The painted frieze at the Bodleian Library, in Oxford, United Kingdom, is a series of 202 portrait heads in what is now the Upper Reading Room. It was made in 1619, and the choice of worthies to include was advanced for its time, featuring Copernicus and Paracelsus as well as Protestant reformers. The portraits have been attributed to the London guild painter Thomas Knight; they were taken from at least ten different sources, according to current views.

The frieze was painted directly onto stonework (rather than by fresco technique), and its condition deteriorated despite restoration in the 18th century. It was plastered over in 1830, and rediscovered in 1949.

Background
What is now the Upper Reading Room, on the top storey of the Library, was referred to by contemporaries as the "gallery". It has been suggested therefore that the initial conception was similar to a long gallery. Nowell Myres pointed out in one of his articles on the frieze that such instructive decoration by portraits in a library or museum was well known from the Giovio Series. Precedents from England of the 16th century were portrait series of bishops of Chichester, and founders of Peterhouse, Cambridge. Earlier precedents included portrait series of various groups such as, above all, saints, the Ancestors of Christ in a Tree of Jesse or other arrangement, or the Kings of France sculpted on the facade of Notre Dame.  The Nine Worthies usually appeared in secular contexts.  The Nine Worthies of London, proposed in 1592, cannot be said to have caught on.  Later British examples include the Frieze of Parnassus (1864–72) at the base of the Albert Memorial in London, and the painted processional frieze of famous Scots in the entrance hall of the Scottish National Portrait Gallery (1898).

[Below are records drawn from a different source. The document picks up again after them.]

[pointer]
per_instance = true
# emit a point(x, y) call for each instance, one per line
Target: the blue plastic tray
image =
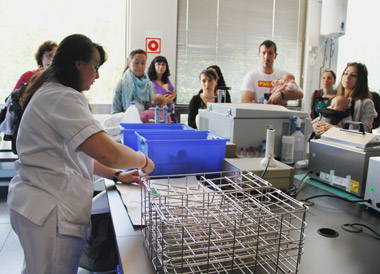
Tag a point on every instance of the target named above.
point(183, 152)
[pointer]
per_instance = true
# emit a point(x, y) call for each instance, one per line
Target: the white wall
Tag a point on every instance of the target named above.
point(153, 19)
point(318, 54)
point(158, 19)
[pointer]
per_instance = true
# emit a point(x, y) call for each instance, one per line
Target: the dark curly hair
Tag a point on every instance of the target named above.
point(152, 70)
point(361, 90)
point(62, 68)
point(45, 47)
point(221, 82)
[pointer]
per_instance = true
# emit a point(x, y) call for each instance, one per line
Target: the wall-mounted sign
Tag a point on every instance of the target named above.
point(153, 45)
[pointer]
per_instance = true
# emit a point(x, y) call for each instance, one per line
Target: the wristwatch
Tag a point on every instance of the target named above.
point(116, 175)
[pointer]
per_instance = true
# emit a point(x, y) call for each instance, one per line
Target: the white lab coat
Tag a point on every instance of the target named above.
point(50, 172)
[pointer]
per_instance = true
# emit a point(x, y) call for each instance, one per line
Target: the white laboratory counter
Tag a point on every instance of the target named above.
point(349, 253)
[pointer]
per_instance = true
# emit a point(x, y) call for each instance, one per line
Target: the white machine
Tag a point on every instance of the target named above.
point(372, 190)
point(246, 124)
point(340, 158)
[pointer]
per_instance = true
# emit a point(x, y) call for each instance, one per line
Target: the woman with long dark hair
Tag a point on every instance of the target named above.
point(159, 73)
point(354, 85)
point(60, 147)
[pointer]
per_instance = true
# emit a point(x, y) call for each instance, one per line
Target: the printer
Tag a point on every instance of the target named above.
point(340, 158)
point(246, 124)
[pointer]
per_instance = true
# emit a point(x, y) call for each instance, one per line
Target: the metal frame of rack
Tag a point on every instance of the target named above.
point(223, 224)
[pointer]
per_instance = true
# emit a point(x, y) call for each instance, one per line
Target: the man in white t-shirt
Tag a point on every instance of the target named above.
point(259, 81)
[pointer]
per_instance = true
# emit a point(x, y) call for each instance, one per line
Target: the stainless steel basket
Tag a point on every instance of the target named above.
point(222, 224)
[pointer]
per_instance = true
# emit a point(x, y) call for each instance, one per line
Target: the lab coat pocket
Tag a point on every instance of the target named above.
point(76, 201)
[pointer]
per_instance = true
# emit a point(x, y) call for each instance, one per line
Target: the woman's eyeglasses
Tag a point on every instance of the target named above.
point(96, 66)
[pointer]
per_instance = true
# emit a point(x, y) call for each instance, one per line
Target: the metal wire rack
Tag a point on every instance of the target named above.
point(222, 224)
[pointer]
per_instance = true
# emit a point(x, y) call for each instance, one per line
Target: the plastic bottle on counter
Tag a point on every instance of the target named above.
point(299, 142)
point(131, 115)
point(287, 149)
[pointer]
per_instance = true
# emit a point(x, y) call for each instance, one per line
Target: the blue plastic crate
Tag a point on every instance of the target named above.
point(129, 137)
point(184, 151)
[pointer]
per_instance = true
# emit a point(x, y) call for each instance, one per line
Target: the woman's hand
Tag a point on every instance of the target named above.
point(276, 99)
point(129, 177)
point(170, 97)
point(321, 127)
point(149, 167)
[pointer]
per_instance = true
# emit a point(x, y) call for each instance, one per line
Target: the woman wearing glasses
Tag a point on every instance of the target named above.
point(60, 147)
point(354, 86)
point(134, 86)
point(43, 57)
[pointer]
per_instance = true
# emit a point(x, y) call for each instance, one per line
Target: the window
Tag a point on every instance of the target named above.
point(24, 26)
point(228, 34)
point(358, 45)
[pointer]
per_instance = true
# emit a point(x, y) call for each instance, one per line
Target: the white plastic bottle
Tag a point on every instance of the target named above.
point(299, 142)
point(287, 149)
point(131, 115)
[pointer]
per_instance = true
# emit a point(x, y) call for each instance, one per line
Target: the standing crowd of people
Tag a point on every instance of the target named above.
point(61, 145)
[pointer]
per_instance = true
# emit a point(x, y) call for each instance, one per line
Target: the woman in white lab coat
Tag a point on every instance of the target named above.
point(61, 146)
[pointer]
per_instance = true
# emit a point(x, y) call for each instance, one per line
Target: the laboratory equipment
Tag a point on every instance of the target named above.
point(268, 160)
point(333, 18)
point(157, 111)
point(246, 124)
point(340, 158)
point(280, 176)
point(223, 224)
point(372, 190)
point(287, 149)
point(183, 151)
point(299, 142)
point(131, 115)
point(129, 138)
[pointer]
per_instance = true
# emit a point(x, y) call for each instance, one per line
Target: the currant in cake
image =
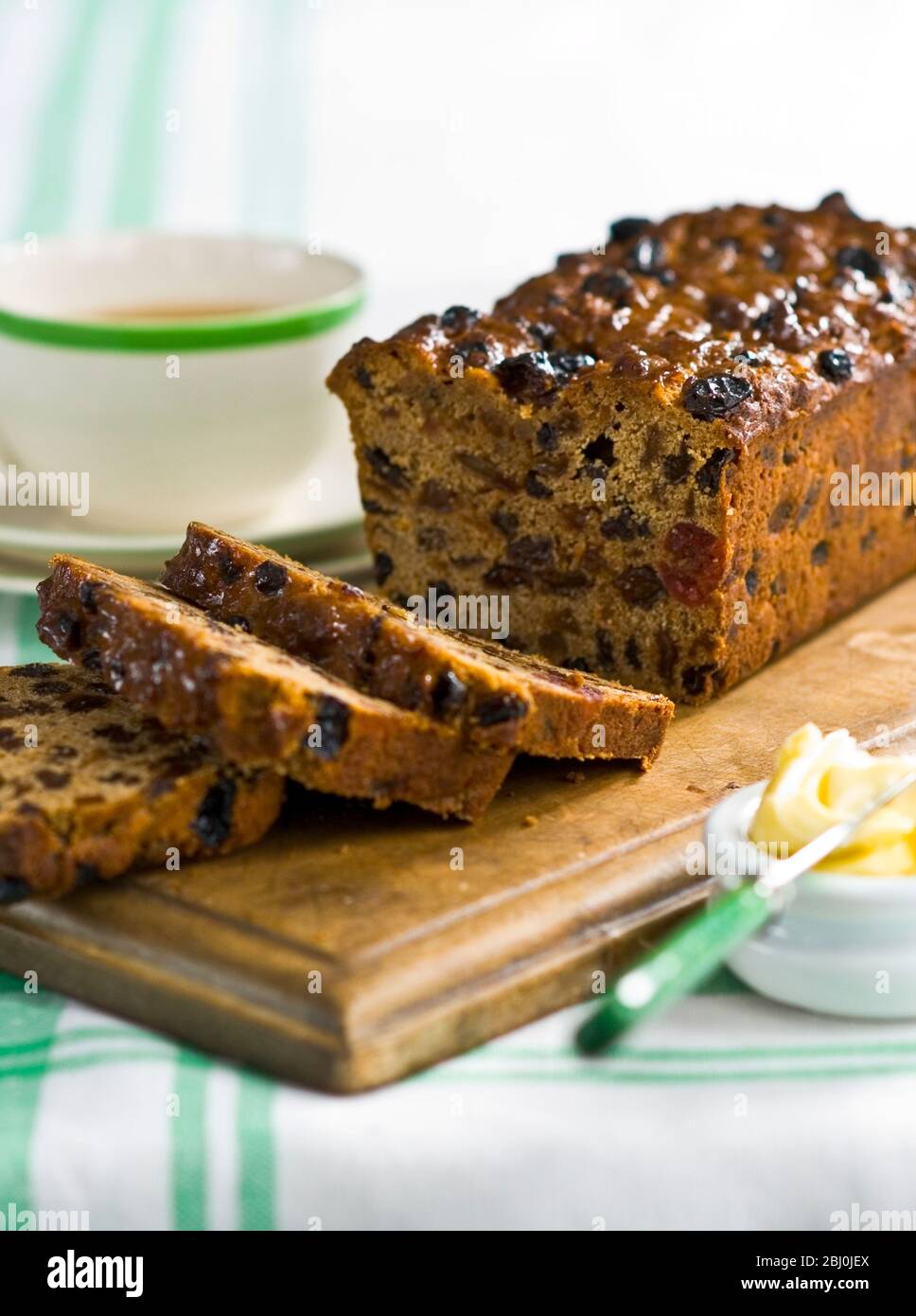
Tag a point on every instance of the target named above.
point(639, 446)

Portrait collections in books (the book of icones) became one of the recognised genres of collecting and collation for Renaissance humanists, along with the emblem book and album amicorum. The literary tradition of de viris illustribus found in this way its visual expression, typically known by the Italian term uomini illustri. The Bodleian heads, as in other places, served to join knowledge of the Christian and classical traditions.

Content and layout

The frieze was painted in 1619. Its content came from Thomas Bodley (who had died in 1613) and the direction of his book collecting; but also represented the views of Thomas James, the first librarian. Theologically it portrays the Church of England as a continuation of the Catholic dissidents John Wyclif, Jan Hus, Savonarola, and Erasmus. The Protestant Reformation is strongly represented, and John Rainolds, the learned Oxford conforming Puritan, is included.

The portrait heads are located high on the walls of the U-shaped floor, running above the windows, with paintings several feet apart spaced out by images mainly of books. There is a division by the topics on which the authors wrote, corresponding to the university disciplines of the time. The theological display is on the southern flank; the northern side's authors refer to the Faculty of Arts.

List of the heads
Thomas Hearne took detailed notes of the frieze in 1725. His list and copies of inscriptions were basic to the modern restoration; one head remains unidentified. Hearne listed 200 heads (the single woman being Sappho) where in fact there are 202. As found in Hearne the heads are:

Sources for the heads
The collection was eclectic in terms of its models, but four major sources in books for the iconography of the heads have been identified. Other books were involved, according to current scholarship, and accessible English portraits in some cases.

The Pourtraits et vies des hommes illustres (Paris 1584) of André Thévet was used for many of the Church Fathers and medieval theologians, and some of the classical authors. The Icones virorum illustrium series of volumes of 50 (Frankfurt, from 1598) of Jean-Jacques Boissard and Theodore de Bry supplied many models for the heads of humanists. The strongly Protestant collection of Jacobus Verheiden (The Hague 1602) was a source for many of the reformers, where the engraver was Hendrik Hondius I. Other classical authors and humanists were taken from the Opus chronographicum of Pieter van Opmeer (Antwerp 1611): its posthumous edition contained woodcut illustrations in the style of portrait medals.

The restorers of the 1950s used some other sources from the period, including Theodore Beza's Icones (Geneva 1580), and Enrico Bacco's Effigie di tutti i re che han dominato il reame di Naoli (Naples 1602) for the head of Alphonso of Aragon. The original source for the head of St. Ephrem is not known; as for other heads of Church Fathers, the restorers used the 1624 work of Raphael Custos, Patrologia, id est Descriptio S. Patrum Graecorum & Latinorum, qui in Augustana Bibliotheca visuntur.